Le lougre le Triton sur lequel je partis était commandé par un second appelé Mal-Entrain. Chacun taisait ou ignorait le nom du capitaine qu’on devait prendre à l’Île-de-France. Nous avions des allures marchandes, mais les matelots étaient presque tous des frères de la côte, des marins qui avaient servi sous l’Hermite, des débris de Trafalgar, des évadés des pontons ! La soute aux poudres était pleine, les caisses d’armes regorgeaient de fusils, de piques, de haches et de sabres, et, derrière les sabords fermés, était une double rangée de canons respectables.

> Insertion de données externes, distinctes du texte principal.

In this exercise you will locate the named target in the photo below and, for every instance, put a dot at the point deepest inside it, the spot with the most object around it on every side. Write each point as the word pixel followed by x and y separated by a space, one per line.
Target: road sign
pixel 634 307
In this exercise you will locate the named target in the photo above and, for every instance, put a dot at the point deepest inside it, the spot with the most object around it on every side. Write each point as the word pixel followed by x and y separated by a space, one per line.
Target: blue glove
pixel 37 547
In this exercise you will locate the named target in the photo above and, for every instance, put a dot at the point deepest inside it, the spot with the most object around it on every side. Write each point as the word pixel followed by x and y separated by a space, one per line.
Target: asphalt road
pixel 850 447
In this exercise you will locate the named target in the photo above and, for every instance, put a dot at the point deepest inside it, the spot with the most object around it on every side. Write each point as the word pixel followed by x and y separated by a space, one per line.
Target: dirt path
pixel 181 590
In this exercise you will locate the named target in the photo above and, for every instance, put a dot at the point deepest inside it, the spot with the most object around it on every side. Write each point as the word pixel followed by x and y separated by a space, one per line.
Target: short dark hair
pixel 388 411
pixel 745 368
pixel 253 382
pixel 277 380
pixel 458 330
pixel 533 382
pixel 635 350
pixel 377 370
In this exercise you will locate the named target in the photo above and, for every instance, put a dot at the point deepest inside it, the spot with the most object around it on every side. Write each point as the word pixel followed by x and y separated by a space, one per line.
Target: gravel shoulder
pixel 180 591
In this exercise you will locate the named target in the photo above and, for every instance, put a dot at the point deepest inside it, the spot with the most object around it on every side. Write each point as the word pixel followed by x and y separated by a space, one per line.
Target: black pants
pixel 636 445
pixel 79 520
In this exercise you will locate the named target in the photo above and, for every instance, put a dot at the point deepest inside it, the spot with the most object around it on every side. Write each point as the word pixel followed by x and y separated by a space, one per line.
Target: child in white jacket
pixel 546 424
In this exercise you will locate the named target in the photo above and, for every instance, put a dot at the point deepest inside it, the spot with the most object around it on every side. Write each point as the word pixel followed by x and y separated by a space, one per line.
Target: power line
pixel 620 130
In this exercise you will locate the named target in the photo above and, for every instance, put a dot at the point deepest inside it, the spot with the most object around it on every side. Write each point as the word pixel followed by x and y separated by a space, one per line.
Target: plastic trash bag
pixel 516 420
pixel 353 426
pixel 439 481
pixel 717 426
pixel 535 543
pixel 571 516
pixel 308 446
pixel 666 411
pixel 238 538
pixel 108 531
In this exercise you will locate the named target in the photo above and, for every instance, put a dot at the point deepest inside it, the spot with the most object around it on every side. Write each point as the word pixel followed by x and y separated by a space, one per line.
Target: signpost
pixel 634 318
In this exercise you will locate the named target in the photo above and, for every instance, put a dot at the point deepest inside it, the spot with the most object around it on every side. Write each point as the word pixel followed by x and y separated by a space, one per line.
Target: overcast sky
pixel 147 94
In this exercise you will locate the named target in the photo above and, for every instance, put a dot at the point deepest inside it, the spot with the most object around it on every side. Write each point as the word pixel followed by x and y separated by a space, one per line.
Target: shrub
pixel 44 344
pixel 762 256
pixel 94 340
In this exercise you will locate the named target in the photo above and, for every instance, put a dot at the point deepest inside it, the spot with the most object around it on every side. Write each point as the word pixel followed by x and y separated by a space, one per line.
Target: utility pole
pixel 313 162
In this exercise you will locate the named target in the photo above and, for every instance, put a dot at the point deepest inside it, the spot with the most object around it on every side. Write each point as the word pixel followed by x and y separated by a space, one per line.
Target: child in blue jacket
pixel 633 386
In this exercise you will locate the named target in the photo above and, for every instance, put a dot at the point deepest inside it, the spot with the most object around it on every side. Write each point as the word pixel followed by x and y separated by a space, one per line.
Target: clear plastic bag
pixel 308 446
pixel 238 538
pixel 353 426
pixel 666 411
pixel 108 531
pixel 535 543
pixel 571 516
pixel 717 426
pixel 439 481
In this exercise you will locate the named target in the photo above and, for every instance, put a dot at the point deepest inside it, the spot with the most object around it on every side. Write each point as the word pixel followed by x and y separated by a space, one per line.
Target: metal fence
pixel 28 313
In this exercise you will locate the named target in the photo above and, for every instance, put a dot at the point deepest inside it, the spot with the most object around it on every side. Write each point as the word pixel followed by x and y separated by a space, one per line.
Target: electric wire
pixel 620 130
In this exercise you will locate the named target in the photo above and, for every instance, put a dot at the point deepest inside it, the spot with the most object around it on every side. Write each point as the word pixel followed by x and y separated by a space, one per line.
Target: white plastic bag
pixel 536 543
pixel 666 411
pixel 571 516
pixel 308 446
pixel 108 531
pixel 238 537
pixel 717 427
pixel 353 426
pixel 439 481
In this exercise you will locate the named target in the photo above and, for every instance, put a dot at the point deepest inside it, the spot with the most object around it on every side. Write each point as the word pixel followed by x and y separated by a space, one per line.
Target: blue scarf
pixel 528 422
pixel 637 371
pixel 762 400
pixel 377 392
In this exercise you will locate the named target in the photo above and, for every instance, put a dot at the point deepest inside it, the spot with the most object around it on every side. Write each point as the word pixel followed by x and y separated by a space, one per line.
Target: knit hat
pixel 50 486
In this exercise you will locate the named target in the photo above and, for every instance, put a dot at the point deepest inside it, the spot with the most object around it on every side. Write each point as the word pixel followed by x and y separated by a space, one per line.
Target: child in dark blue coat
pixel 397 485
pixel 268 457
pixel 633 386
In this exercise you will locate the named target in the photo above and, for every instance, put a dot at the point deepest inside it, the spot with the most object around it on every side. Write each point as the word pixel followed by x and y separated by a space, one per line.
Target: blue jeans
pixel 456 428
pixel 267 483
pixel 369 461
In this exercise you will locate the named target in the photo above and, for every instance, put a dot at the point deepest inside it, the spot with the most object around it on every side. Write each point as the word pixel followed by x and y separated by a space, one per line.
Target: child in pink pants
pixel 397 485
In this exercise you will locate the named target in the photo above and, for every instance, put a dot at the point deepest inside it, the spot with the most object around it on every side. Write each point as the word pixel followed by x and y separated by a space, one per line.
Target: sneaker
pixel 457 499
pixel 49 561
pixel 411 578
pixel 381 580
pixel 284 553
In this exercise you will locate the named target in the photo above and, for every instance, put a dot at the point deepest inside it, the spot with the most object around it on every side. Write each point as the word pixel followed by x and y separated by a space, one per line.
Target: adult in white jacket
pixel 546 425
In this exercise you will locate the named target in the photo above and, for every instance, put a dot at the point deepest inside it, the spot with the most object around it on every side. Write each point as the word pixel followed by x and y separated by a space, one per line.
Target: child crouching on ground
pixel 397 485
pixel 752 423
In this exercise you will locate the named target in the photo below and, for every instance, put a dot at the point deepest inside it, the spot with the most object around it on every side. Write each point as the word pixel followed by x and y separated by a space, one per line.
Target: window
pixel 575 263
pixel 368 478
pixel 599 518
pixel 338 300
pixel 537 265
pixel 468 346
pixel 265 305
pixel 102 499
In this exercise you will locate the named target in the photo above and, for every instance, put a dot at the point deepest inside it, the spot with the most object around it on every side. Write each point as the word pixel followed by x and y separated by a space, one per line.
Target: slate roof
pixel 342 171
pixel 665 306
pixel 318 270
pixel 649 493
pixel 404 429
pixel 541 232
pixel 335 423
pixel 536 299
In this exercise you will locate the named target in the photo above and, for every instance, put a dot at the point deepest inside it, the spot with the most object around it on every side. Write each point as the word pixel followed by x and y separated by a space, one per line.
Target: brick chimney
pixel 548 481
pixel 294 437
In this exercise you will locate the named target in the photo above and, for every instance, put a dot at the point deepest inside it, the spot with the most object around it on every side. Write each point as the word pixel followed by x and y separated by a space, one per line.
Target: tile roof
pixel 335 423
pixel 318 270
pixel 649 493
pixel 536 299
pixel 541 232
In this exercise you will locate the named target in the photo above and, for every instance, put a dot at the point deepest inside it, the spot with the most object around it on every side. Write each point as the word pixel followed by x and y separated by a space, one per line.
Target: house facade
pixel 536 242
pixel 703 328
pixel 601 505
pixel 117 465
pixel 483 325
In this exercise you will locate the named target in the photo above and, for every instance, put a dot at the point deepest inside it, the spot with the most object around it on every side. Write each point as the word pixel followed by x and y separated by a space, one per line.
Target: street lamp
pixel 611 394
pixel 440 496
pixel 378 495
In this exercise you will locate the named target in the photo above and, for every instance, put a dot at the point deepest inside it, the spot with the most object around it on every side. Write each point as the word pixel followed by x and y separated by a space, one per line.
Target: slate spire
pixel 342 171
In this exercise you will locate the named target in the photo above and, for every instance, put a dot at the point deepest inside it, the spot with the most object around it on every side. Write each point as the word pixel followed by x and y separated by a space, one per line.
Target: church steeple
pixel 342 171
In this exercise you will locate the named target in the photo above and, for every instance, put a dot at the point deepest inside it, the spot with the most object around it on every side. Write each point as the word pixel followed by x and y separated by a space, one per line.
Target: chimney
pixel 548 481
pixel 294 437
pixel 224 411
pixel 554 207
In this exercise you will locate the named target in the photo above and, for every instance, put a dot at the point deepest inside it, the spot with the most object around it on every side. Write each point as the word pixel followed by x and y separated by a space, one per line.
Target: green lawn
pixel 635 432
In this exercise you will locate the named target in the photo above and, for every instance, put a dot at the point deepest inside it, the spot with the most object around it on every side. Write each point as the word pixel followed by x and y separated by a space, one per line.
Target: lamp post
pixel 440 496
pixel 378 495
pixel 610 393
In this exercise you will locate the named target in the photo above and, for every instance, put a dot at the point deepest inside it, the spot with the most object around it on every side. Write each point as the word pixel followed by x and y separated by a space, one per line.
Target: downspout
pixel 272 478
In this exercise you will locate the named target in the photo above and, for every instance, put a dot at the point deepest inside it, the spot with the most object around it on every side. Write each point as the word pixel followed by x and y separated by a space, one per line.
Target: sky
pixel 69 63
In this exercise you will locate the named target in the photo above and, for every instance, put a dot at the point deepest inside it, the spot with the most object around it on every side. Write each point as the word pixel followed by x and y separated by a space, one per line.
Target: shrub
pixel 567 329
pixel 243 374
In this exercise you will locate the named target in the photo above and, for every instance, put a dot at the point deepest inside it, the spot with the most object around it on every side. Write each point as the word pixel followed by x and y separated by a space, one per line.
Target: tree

Je ne vous raconterai pas notre voyage fertile pourtant en incidents de toute sorte. Un peu avant d’arriver à Port-Maurice nous fûmes accostés par une barque que menaient vigoureusement six rameurs. Au gouvernail était un vieillard à houppelande grise, la figure cachée par les bords d’un large chapeau, qui, dès que l’embarcation eut rangé le Triton, s’élança avec la vigueur d’un jeune homme le long d’une corde que lui lança Mal-Entrain et tomba sur le pont, où il fut salué par un hourrah frénétique. Le vieillard mit un doigt sur ses lèvres comme pour recommander le silence et disparut avec son second. La barque était déjà loin et gagnait le Port-Maurice, auquel, suivant l’impulsion du vent, nous tournâmes bride aussitôt.

Le lendemain le vieillard n’avait pas reparu, mais dès la pointe du jour la vigie du mât de misaine ayant signalé un navire sous le vent et gouvernant au nord, nous vîmes tout à coup un homme encore jeune, et à la figure énergique, s’élancer, sa lunette en bandoulière, sur les barres du petit perroquet.